Evolution of orbits of trans-Neptunian bodies at the 2:3 resonance with Neptune

TL;DR

This study numerically investigates how trans-Neptunian bodies evolve in the 2:3 resonance with Neptune, considering planetary influences, and identifies different orbital behaviors and resonance conditions affecting their stability.

Contribution

It provides new insights into the orbital evolution and resonance interactions of trans-Neptunian objects, including the coexistence of multiple resonances and the influence of initial orbital orientations.

Findings

Bodies leave resonance in about 20 Myr when certain orbital angles decrease.

Longer resonance retention occurs when specific angles increase and decrease.

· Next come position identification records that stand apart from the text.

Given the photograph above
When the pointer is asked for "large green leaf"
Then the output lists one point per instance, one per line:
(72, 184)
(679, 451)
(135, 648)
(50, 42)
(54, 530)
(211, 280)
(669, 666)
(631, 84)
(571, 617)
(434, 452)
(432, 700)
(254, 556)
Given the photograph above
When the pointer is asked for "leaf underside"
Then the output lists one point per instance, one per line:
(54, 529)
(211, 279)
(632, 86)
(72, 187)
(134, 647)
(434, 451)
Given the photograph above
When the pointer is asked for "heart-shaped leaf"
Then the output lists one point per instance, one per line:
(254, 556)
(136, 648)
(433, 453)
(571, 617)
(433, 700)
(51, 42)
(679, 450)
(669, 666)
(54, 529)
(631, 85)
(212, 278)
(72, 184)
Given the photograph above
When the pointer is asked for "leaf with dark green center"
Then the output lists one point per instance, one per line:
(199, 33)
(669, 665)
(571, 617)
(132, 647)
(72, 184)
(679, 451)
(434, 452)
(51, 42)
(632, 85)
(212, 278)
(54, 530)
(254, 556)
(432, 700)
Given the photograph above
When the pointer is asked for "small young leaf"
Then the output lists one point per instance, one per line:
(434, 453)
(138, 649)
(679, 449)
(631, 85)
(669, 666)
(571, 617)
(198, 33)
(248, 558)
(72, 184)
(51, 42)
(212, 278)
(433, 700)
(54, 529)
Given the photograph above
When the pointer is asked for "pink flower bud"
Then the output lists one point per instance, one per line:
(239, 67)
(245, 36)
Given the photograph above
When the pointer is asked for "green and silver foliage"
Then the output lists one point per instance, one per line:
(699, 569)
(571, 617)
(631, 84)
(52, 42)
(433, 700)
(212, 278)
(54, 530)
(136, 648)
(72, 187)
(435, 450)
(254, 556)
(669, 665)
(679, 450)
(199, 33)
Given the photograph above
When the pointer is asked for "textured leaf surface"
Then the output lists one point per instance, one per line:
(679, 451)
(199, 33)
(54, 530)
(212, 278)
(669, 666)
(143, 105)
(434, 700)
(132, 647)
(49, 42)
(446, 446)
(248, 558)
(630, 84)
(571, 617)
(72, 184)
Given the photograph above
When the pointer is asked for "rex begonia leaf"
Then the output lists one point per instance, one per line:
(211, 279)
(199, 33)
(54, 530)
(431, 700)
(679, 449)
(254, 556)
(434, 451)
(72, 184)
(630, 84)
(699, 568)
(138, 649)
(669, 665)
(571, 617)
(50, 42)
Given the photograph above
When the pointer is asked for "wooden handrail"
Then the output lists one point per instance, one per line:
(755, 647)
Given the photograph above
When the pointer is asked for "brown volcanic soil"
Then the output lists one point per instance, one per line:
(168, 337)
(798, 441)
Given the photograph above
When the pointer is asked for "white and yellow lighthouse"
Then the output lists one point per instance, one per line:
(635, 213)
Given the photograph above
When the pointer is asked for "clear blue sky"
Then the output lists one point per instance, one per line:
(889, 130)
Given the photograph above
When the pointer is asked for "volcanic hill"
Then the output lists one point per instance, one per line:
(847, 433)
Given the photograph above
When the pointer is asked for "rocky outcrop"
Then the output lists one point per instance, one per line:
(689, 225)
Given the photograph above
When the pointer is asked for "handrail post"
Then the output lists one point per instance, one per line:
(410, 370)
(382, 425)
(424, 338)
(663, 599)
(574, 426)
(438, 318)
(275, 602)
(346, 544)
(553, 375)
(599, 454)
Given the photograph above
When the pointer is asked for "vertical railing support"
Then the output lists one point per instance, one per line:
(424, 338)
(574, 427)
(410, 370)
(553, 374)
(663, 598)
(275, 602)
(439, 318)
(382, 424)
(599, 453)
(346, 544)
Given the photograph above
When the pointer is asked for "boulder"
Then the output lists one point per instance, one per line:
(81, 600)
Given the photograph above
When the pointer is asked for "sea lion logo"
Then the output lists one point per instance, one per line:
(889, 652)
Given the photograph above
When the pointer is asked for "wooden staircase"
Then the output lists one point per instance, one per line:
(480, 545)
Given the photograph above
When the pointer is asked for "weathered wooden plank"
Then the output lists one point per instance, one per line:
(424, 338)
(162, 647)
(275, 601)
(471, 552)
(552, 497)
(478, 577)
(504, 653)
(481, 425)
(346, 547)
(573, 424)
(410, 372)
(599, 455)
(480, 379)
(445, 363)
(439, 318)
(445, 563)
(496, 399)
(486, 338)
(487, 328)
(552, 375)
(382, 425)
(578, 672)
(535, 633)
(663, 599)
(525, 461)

Regions of eccentricity and inclination favor secular and Kozai resonances, sometimes simultaneously.

Abstract

The results of the numerical investigations of the evolution of orbits of trans-Neptunian bodies at the 2 : 3 resonance with Neptune are presented. The gravitational influence of the four giant planets was taken into account. For identical initial values of the semimajor axes, eccentricities, and inclinations, but for different initial orbital orientations and initial positions in orbits, we obtained different types of variations in the difference {\Delta}{\Omega}={\Omega}-{\Omega}_N in the ascending-node longitudes of the body and Neptune, and in the perihelion argument {\omega}. When {\Delta}{\Omega} decreases and {\omega} increases during evolution, then most of the bodies leave the resonance in 20 Myr. In the case of an increase in {\Delta}{\Omega} and a decrease in {\omega}, the bodies stay in the resonance for a much longer time. Regions of eccentricities and inclinations, for which some bodies were in the {\eta}_18 secular resonance ({\Delta}{\Omega} is almost constant) and in the Kozai resonance ({\omega} is almost constant), were obtained to be larger than those predicted for small variations in the critical angle. Some bodies can at the same time be in both these resonances.